Una settimana di guerra, zero domande da parte della stampa. L’associazione dei giornalisti israeliani accusa il premier Benyamin Netanyahu per il suo atteggiamento nei confronti dei mezzi di comunicazione: in una lettera aperta al primo ministro, i giornalisti rilevano che finora in tutti gli interventi di Netanyahu trasmessi alla televisione la stampa non è stata ammessa e non ha potuto rivolgergli domande. “In ogni paese democratico – aggiunge l’associazione – i capi dello Stato intrecciano un dialogo con il pubblico attraverso i mezzi di comunicazione”. Dopo l’attacco a sorpresa di Hamas, la stampa israeliana non ha mancato di criticare il governo Netanyahu, ritenuto colpevole – almeno secondo alcuni – di aver contribuito all’escalation con il popolo palestinese. Haaretz, quotidiano israeliano progressista da sempre schierato contro l’attuale primo ministro, è arrivato a chiederne le dimissioni “dopo probabilmente il giorno peggiore della storia di Israele.

Oggi però a criticare Netanyahu è l’intera associazione dei giornalisti, che chiede al premier di smetterla di silenziare le domande della stampa e organizzare al più presto una vera conferenza stampa, “visto che Israele si trova in una delle crisi di sicurezza più significative nella sua storia“. La lettera sottolinea che dal suo ritorno al potere, nel gennaio 2023, Netanyahu non ha rilasciato alcuna intervista ai media israeliani fatta eccezione per un incontro con alcuni giornalisti in una piccola emittente vicina alle sue posizioni politiche, Canale 14. Ha tuttavia parlato ripetutamente con emittenti straniere. “Facciamo appello al primo ministro – concludono i giornalisti – affinché nella sua prossima dichiarazione alla stampa dedichi ampio spazio a domande e risposte, e che queste conferenze stampa diventino poi un’abitudine“.

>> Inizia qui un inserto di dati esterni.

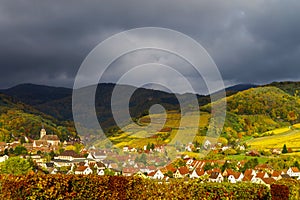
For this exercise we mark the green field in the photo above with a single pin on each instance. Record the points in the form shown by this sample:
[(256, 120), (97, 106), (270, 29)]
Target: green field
[(282, 136)]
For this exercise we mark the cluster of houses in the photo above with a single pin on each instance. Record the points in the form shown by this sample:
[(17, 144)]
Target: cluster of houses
[(103, 162), (46, 143), (97, 163), (262, 174)]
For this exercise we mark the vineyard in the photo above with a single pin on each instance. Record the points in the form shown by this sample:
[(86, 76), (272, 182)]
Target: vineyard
[(117, 187)]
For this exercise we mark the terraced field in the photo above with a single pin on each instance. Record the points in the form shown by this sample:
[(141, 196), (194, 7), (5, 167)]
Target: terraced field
[(183, 129)]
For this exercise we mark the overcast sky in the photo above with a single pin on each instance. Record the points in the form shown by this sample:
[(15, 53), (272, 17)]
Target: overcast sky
[(45, 42)]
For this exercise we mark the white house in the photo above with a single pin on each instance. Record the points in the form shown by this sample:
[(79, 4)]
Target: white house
[(293, 172), (216, 177), (197, 173), (85, 170), (156, 175), (235, 177), (3, 158)]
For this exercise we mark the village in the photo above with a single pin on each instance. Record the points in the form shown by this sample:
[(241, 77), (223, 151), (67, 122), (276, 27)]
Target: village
[(150, 163)]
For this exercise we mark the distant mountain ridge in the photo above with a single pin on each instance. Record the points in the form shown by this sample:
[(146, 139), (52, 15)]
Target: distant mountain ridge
[(250, 108)]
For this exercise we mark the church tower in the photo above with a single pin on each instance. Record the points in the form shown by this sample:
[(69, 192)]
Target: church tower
[(42, 133)]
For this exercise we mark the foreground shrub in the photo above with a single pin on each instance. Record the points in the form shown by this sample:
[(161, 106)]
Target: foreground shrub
[(119, 187)]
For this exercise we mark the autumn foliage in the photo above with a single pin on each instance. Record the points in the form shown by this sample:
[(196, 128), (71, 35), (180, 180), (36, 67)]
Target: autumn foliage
[(118, 187)]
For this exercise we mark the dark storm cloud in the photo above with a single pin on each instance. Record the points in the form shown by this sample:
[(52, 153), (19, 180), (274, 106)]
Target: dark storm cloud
[(45, 41)]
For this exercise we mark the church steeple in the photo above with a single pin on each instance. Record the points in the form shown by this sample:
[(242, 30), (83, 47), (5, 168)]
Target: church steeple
[(42, 132)]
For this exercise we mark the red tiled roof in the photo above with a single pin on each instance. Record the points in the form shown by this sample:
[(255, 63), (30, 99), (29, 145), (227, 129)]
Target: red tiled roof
[(199, 171), (248, 172), (295, 169), (81, 168), (183, 170), (268, 180), (247, 177)]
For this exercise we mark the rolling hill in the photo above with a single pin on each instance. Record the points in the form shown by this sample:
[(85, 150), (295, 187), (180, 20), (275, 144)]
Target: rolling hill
[(252, 111)]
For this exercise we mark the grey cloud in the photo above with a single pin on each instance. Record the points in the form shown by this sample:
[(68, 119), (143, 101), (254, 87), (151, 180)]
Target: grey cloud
[(45, 41)]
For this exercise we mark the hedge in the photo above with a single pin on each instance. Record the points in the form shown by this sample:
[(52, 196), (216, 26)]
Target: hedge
[(119, 187)]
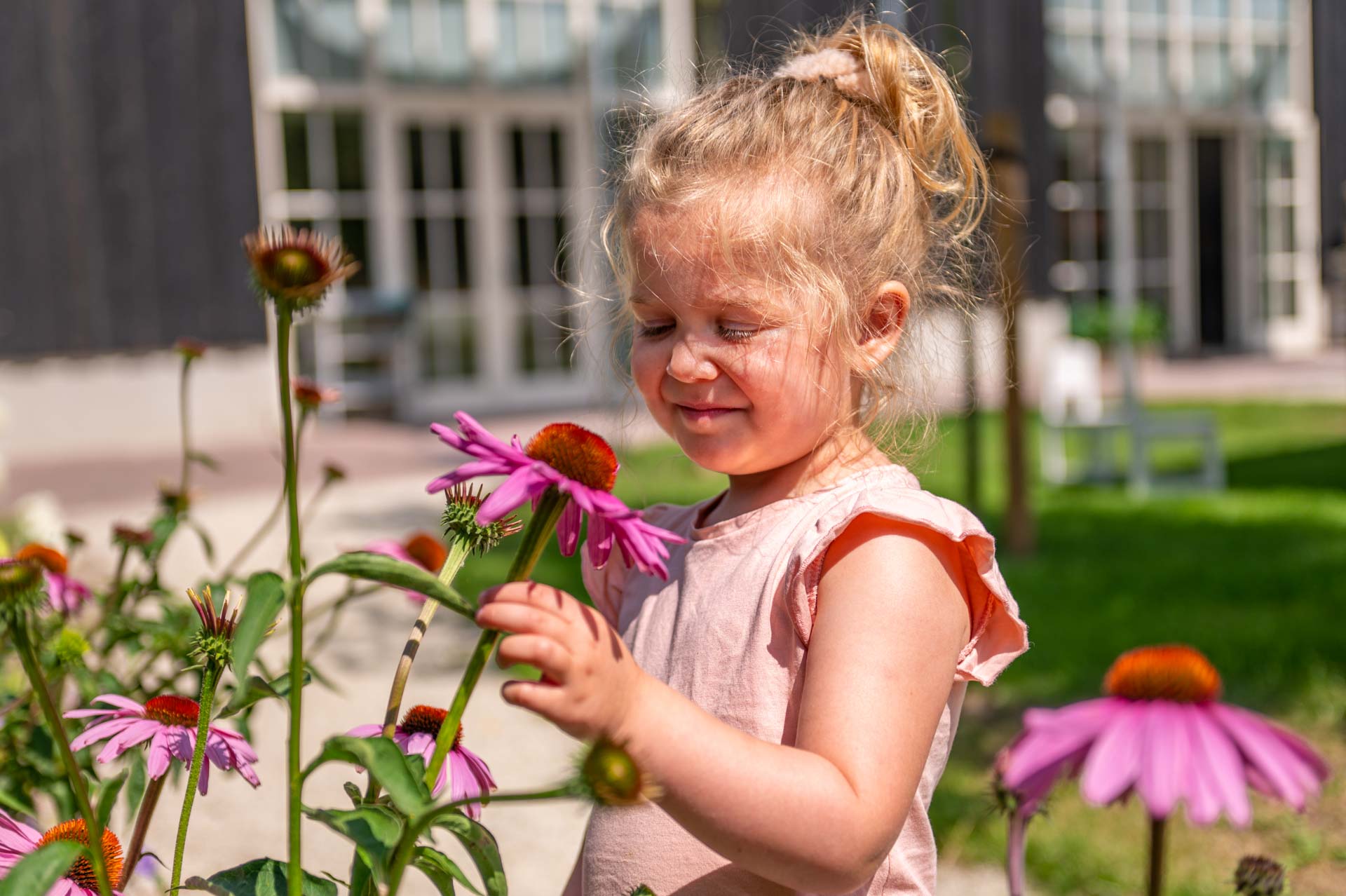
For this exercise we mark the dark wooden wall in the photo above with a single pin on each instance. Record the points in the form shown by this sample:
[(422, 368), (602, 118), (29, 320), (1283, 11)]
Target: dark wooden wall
[(127, 175)]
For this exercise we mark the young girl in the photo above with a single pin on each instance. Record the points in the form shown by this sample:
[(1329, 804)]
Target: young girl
[(794, 685)]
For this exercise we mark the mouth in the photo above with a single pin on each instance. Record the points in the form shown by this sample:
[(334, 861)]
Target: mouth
[(695, 414)]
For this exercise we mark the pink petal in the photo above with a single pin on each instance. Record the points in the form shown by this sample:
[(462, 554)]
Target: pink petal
[(96, 732), (1113, 761), (569, 528), (156, 763), (1224, 766), (1258, 740), (1163, 768), (517, 489), (136, 732)]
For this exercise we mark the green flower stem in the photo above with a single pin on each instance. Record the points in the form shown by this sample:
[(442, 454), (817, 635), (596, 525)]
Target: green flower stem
[(251, 545), (29, 658), (209, 680), (535, 538), (137, 839), (295, 875), (1157, 856), (418, 827)]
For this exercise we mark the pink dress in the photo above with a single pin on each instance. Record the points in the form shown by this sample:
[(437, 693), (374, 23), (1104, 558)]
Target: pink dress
[(730, 630)]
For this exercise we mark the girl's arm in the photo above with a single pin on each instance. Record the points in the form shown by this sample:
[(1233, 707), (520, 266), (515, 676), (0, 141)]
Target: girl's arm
[(820, 815)]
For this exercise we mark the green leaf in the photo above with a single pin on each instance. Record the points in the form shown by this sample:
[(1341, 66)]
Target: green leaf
[(374, 830), (107, 798), (259, 878), (39, 869), (481, 846), (257, 689), (266, 597), (386, 763), (136, 782), (440, 869), (395, 572)]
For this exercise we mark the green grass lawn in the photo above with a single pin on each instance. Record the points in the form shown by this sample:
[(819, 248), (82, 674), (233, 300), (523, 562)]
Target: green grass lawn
[(1253, 576)]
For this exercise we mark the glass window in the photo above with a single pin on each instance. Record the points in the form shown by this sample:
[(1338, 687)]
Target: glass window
[(294, 127), (1076, 62), (533, 41), (1211, 80), (318, 39)]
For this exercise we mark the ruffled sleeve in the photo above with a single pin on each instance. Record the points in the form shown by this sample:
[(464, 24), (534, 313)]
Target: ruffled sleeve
[(998, 632)]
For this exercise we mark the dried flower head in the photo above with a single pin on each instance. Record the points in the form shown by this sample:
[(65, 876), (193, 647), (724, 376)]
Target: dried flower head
[(190, 348), (311, 396), (459, 521), (610, 777), (215, 642), (297, 268), (1259, 876)]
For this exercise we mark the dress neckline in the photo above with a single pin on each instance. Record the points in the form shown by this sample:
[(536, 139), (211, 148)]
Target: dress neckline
[(750, 517)]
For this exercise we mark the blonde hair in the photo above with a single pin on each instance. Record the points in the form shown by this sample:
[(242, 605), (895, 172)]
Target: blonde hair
[(871, 172)]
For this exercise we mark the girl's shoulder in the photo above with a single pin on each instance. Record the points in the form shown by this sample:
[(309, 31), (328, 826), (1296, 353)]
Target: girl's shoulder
[(892, 493)]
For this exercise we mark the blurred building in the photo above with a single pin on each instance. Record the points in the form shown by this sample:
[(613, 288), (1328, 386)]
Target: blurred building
[(456, 147), (1224, 136)]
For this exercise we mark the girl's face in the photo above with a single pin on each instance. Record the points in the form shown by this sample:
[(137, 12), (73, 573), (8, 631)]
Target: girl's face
[(740, 392)]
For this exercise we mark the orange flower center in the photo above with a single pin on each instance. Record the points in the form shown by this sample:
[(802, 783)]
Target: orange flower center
[(575, 452), (1173, 672), (428, 720), (49, 557), (294, 265), (81, 872), (427, 550), (172, 710)]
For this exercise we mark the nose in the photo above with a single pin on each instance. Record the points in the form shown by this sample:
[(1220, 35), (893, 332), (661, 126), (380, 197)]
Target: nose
[(690, 362)]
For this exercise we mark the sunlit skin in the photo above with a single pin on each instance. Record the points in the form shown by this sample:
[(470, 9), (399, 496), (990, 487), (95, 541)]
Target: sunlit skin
[(890, 622)]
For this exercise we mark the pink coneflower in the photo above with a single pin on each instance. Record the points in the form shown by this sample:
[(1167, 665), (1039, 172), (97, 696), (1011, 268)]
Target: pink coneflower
[(65, 592), (421, 549), (18, 840), (575, 462), (1162, 735), (168, 723), (465, 770)]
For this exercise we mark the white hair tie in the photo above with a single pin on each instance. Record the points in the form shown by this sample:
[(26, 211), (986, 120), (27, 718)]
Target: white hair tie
[(845, 72)]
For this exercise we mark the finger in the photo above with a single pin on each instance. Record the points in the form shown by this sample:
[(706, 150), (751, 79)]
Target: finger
[(545, 654), (524, 619)]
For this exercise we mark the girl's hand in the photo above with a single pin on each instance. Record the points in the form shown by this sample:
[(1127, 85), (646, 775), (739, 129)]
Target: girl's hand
[(590, 681)]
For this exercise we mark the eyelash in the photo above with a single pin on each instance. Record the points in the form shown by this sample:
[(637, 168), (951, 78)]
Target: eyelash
[(728, 334)]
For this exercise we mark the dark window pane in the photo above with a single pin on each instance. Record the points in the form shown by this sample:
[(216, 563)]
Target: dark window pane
[(349, 139), (295, 128), (522, 276), (458, 179), (465, 278), (520, 163), (557, 156), (415, 159), (354, 234), (421, 238)]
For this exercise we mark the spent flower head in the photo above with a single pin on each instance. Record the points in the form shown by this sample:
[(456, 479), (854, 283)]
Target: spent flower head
[(215, 641), (1259, 876), (190, 348), (607, 775), (297, 268), (459, 521)]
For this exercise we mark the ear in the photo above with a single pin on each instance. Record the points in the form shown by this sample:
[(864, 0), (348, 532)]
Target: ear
[(885, 320)]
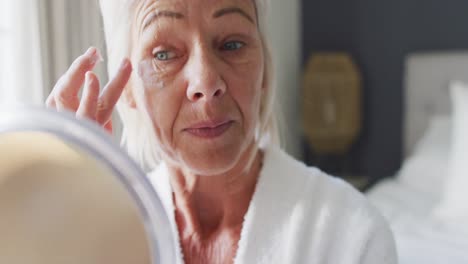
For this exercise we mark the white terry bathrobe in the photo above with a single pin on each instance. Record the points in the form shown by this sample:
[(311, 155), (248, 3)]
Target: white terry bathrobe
[(299, 215)]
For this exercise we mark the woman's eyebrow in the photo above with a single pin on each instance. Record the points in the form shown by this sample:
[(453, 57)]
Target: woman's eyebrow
[(160, 13), (230, 10)]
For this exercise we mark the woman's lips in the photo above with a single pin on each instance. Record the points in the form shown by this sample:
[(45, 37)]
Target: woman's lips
[(209, 130)]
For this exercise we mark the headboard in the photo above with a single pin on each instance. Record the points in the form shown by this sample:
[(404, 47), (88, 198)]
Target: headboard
[(427, 78)]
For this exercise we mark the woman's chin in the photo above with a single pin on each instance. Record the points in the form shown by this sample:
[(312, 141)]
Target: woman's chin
[(211, 164)]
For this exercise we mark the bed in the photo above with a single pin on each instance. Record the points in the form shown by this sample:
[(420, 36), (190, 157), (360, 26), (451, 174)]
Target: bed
[(409, 199)]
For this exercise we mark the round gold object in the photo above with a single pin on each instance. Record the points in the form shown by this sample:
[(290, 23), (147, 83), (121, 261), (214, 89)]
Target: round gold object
[(331, 102)]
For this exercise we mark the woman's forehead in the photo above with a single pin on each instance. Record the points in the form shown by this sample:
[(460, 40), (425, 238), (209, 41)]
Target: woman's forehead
[(186, 7)]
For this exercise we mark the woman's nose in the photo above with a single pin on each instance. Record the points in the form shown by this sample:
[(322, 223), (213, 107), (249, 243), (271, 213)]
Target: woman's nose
[(205, 81)]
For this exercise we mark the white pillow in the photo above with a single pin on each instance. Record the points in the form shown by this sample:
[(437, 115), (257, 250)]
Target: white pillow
[(453, 208)]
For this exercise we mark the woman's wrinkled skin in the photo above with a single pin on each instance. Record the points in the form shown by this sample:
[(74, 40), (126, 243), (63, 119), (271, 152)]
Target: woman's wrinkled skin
[(199, 66)]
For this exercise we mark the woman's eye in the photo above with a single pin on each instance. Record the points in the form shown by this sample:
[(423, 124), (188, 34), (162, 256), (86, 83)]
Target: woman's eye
[(233, 45), (164, 55)]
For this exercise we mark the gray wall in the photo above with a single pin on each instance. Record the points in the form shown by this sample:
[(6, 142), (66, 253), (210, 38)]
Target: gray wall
[(379, 33)]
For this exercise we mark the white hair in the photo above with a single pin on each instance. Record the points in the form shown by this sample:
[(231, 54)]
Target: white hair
[(138, 133)]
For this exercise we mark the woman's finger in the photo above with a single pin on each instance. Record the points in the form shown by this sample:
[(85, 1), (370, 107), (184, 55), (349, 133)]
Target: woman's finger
[(89, 99), (112, 92), (65, 93)]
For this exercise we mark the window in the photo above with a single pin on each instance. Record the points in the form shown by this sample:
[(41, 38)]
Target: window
[(5, 46)]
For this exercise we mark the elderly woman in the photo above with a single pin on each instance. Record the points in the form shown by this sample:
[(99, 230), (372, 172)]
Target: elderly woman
[(192, 84)]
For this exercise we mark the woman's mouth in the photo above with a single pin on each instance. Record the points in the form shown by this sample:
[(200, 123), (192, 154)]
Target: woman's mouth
[(209, 129)]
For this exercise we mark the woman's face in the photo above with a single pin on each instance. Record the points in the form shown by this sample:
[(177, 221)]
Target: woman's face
[(200, 70)]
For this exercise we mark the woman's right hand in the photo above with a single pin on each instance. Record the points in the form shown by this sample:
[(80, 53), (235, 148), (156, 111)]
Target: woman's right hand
[(94, 105)]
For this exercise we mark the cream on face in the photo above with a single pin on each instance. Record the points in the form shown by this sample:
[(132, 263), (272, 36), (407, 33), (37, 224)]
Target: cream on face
[(199, 65)]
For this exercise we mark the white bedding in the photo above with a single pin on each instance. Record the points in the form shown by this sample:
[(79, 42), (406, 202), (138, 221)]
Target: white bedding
[(408, 202)]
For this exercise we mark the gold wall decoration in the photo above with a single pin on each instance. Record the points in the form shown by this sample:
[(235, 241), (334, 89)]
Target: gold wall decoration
[(331, 102)]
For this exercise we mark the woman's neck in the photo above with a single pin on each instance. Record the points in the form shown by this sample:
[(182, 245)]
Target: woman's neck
[(206, 205)]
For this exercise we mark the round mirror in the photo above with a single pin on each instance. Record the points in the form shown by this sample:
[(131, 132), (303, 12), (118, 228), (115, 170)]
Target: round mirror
[(69, 195)]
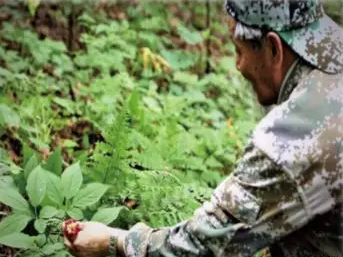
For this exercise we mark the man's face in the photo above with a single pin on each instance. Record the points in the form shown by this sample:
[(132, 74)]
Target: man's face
[(255, 67)]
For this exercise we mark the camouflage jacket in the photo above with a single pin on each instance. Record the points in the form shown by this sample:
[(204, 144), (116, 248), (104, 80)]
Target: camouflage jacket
[(285, 192)]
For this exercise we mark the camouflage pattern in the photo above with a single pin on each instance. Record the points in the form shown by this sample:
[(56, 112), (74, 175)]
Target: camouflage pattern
[(285, 192), (302, 24)]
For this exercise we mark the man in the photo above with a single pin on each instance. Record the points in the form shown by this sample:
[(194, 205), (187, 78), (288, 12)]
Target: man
[(286, 191)]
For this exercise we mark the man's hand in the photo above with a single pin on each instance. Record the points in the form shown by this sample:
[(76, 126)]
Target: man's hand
[(93, 239)]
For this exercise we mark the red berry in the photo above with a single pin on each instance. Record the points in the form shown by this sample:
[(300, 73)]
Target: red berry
[(71, 229)]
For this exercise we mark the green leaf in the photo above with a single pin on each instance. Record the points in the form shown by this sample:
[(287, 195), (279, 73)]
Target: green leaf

La fuga dalle domande di Netanyahu gli permette di non rispondere della clamorosa débâcle dell’intelligence e dell’esercito israeliano, sorpresi dall’assalto di Hamas che così ha potuto compiere il massacro nel sud del Paese. Stando ai numeri pubblicati dal Jerusalem Post, 4 israeliani su 5 incolpano il premier di aver permesso, col suo operato, l’azione omicida dei miliziani islamisti che governano la Striscia di Gaza. L’86% degli intervistati, compreso il 79% dei sostenitori della coalizione, ritiene che l’attacco a sorpresa da Gaza sia un fallimento della leadership del Paese. Inoltre, quasi tutti gli intervistati (94%) ritengono che il governo sia responsabile della mancanza di preparazione in materia di sicurezza che ha portato all’assalto al Sud, con oltre il 75% convinto che la maggior parte della responsabilità sia del governo.

Come se non bastasse, contro Netanyahu si è scatenata anche la rabbia dei familiari degli ostaggi di Hamas. Un gruppo di manifestanti nella mattinata di sabato 14 ottobre si è riunito di fronte al ministero della Difesa israeliano mostrando scritte come “Tutta colpa di Netanyahu“ e “Ridateci i nostri figli”. Obiettivo del raduno è stato protestare contro la scarsa considerazione del governo di Tel Aviv per gli ostaggi catturati da Hamas nell’attacco del 7 ottobre.